Gli integratori di vitamina D possono proteggere dalle infezioni respiratorie, ma questo vale principalmente per i gruppi di persone particolarmente a rischio.

La questione se la vitamina D possa ridurre il rischio di infezioni è molto dibattuta, soprattutto in questo periodo di pandemia.
Quattro anni fa, è stata pubblicata una raccolta di ricerche attuali che hanno dimostrato che l’integrazione di vitamina D può fornire una certa protezione contro le infezioni respiratorie. Ora lo stesso gruppo di ricerca del Karolinska Institutet, della Harvard Medical School e della Queen Mary University di Londra, tra gli altri, ha integrato il materiale precedente con altri 18 studi e ha effettuato nuove analisi.
I risultati si basano su 43 studi randomizzati e controllati con placebo con quasi 49.000 partecipanti sul possibile legame tra vitamina D e infezioni respiratorie. La knowledge base include studi pubblicati e registrati ma non ancora pubblicati ed è la raccolta più completa mai realizzata.

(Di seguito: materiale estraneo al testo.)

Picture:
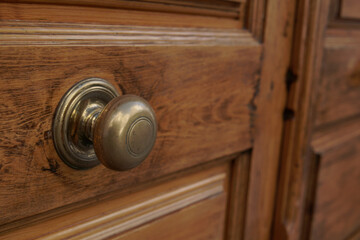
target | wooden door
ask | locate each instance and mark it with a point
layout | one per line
(214, 72)
(319, 195)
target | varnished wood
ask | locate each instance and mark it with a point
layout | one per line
(12, 33)
(237, 197)
(184, 85)
(337, 196)
(197, 199)
(350, 9)
(81, 14)
(219, 8)
(269, 107)
(339, 91)
(301, 163)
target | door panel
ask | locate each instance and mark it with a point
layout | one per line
(191, 206)
(212, 70)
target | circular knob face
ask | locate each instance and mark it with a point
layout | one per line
(94, 124)
(125, 132)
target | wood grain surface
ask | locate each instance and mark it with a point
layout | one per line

Il nuovo studio aggiunge ulteriori informazioni sulla vitamina D come protezione contro le infezioni respiratorie, ma non copre la questione se la vitamina D possa proteggere contro il covid-19. L’effetto protettivo totale contro le infezioni respiratorie è stato dell’8%, ma i ricercatori vedono, ad esempio, che una dose giornaliera di vitamina D ha un effetto molto migliore di una dose somministrata ogni settimana o mese. Inoltre, non c’è motivo di superare la dose raccomandata.

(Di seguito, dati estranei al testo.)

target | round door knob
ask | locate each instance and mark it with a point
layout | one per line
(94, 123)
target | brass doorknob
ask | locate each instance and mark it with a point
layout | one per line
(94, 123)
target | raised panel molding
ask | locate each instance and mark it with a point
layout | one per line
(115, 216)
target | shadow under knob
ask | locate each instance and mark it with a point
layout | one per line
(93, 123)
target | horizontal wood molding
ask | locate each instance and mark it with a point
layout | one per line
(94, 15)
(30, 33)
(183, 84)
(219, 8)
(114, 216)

Secondo Peter Bergman, uno degli autori, dallo studio si può trarre una conclusione secondo cui l’assistenza sanitaria dovrebbe prestare attenzione ai gruppi con un rischio noto di carenza di vitamina D, come le persone con pelle scura, sovrappeso e vecchiaia.
Ora i ricercatori vogliono capire i meccanismi alla base dell’effetto protettivo della vitamina D contro le infezioni respiratorie. Ad esempio, quali fattori genetici determinano il motivo per cui individui diversi rispondono in modo diverso agli integratori di vitamina D.

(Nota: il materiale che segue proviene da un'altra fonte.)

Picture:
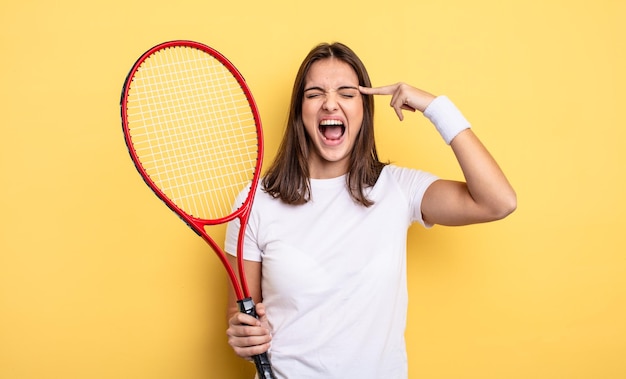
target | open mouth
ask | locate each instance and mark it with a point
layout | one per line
(332, 129)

Un punto debole della compilation di studi è che potrebbe essere stata influenzata dal cosiddetto bias di pubblicazione, ovvero gli studi che non mostrano un effetto non vengono mai pubblicati, il che può creare una falsa immagine che l’effetto è maggiore di quanto non sia in realtà. Per compensare ciò, sono stati inclusi anche i dati di studi registrati ma non ancora pubblicati.